Random observations: Welcome back, “Fuck Dallas, Fuck Frisco.” It’s been far too long, old friend.
No “McKalla” again, which is one more data point to suggest that it’s getting squeezed out in favor of newer songs. It’s still too early to definitively state that it’s been relegated to the “Colors” zone, but it’s seemingly on life support as a setlist stalwart.
A good rule of thumb is that (Austin goals + 1) usually equals the number of times “Alright Alright Alright” is played, but this week was one of the sad exceptions to the rule: the band was well into it when Jáder Obrian’s goal was disallowed. We hate it when that happens.
In the last report we noted that forty-four renditions were played against Philadelphia, and that eight songs were played at least three times, both of which were seemingly unprecedented. Well, this week blew those paltry numbers out of the water: forty-eight renditions, and ten songs played more than thrice. That’s wild!

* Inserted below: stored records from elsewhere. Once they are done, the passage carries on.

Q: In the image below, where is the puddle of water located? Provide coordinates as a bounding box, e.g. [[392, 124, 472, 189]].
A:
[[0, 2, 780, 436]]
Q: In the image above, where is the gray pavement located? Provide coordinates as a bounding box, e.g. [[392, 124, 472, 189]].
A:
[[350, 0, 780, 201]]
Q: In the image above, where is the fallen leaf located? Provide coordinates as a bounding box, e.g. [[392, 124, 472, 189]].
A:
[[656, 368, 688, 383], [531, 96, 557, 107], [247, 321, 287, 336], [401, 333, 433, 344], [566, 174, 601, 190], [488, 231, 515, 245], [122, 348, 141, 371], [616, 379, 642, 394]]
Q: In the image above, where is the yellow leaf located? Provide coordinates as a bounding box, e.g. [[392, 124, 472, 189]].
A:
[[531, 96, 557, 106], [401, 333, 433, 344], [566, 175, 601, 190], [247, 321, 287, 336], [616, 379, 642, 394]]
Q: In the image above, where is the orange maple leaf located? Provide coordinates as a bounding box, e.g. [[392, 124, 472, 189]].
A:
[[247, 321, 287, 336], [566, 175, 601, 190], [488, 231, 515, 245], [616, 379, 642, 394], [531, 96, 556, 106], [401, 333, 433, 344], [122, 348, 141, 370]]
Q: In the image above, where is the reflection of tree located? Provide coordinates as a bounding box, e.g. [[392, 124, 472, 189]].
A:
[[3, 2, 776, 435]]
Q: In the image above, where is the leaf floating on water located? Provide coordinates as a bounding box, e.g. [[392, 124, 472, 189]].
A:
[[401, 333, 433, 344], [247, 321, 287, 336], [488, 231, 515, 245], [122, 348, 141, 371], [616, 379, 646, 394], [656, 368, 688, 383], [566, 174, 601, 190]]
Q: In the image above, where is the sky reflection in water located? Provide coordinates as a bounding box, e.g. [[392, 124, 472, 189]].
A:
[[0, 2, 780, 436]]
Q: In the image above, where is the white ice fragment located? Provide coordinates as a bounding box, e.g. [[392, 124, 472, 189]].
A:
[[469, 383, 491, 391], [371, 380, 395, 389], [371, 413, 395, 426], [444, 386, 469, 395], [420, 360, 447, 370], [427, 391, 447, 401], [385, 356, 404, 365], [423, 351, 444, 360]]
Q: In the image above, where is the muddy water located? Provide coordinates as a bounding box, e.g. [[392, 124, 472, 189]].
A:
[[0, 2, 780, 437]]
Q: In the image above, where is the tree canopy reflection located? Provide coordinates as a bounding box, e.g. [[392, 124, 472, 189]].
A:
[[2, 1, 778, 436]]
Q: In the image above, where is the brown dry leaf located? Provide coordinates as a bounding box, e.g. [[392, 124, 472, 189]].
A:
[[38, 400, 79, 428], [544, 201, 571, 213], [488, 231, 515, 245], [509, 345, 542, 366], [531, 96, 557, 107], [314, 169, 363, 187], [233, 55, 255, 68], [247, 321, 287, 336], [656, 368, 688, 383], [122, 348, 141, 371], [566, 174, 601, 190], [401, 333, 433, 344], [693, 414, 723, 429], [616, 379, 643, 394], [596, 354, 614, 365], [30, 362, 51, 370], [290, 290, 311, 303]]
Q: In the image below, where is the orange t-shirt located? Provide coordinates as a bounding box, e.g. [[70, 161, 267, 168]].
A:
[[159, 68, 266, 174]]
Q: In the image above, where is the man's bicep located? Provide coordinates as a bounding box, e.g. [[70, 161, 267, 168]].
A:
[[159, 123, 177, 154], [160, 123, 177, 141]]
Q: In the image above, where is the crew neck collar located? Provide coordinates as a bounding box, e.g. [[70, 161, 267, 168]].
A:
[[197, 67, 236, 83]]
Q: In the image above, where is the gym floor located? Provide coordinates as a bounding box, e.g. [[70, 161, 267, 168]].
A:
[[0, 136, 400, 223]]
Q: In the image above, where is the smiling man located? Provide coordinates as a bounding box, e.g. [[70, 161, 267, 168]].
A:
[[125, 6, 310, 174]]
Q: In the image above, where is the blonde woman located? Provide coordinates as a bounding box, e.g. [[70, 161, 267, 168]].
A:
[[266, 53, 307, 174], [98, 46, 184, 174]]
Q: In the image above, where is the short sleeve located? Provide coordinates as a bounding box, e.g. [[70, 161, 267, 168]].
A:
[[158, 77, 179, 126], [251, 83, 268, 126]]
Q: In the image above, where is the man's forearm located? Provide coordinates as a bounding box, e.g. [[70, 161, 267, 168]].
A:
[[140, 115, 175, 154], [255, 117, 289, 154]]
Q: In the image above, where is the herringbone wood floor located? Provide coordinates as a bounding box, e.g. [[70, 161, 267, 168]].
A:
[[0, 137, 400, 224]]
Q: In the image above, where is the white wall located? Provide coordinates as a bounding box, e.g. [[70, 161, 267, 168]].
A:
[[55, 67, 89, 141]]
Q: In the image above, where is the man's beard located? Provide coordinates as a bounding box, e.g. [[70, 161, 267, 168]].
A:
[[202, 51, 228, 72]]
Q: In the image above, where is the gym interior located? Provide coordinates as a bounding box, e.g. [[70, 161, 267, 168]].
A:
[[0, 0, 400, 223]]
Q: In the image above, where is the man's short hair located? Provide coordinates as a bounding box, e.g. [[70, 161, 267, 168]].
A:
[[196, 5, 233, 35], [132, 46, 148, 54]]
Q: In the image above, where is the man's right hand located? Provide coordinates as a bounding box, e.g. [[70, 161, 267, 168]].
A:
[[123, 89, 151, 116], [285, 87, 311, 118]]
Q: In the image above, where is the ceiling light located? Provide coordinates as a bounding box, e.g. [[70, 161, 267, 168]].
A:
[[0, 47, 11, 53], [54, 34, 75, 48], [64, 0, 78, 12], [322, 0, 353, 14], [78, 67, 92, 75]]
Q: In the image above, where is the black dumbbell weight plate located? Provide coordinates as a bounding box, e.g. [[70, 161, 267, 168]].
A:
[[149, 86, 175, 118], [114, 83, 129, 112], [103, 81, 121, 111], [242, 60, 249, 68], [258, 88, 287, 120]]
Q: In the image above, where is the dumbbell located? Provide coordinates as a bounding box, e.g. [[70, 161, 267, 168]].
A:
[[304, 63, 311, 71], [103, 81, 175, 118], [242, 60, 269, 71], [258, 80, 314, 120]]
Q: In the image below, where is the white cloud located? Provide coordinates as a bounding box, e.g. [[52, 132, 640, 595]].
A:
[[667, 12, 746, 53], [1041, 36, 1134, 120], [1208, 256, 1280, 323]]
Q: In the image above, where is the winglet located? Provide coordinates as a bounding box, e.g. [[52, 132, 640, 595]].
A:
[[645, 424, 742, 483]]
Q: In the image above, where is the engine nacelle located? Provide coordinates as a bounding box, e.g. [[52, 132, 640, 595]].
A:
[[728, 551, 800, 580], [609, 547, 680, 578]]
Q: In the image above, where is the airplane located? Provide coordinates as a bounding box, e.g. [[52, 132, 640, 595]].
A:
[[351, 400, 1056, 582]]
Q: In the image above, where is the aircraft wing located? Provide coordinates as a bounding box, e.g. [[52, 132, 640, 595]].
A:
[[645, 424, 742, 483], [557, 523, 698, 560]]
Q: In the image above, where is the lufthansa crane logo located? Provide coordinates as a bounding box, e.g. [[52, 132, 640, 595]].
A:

What Songs Were Playing When Austin Scored
Random observations: “Pepas” goals just hit different, y’know? Although sadly this goal wasn’t scored during the whooaaa-oooo-ooooahh part when the south end is going berserk, which (if memory serves) has only happened once or twice in team history.
This is the first goal of the season for “Dale Austin,” which we liked to see. Ever since the 2022 season when it was the poster child for song futility, we’ve been rooting for it.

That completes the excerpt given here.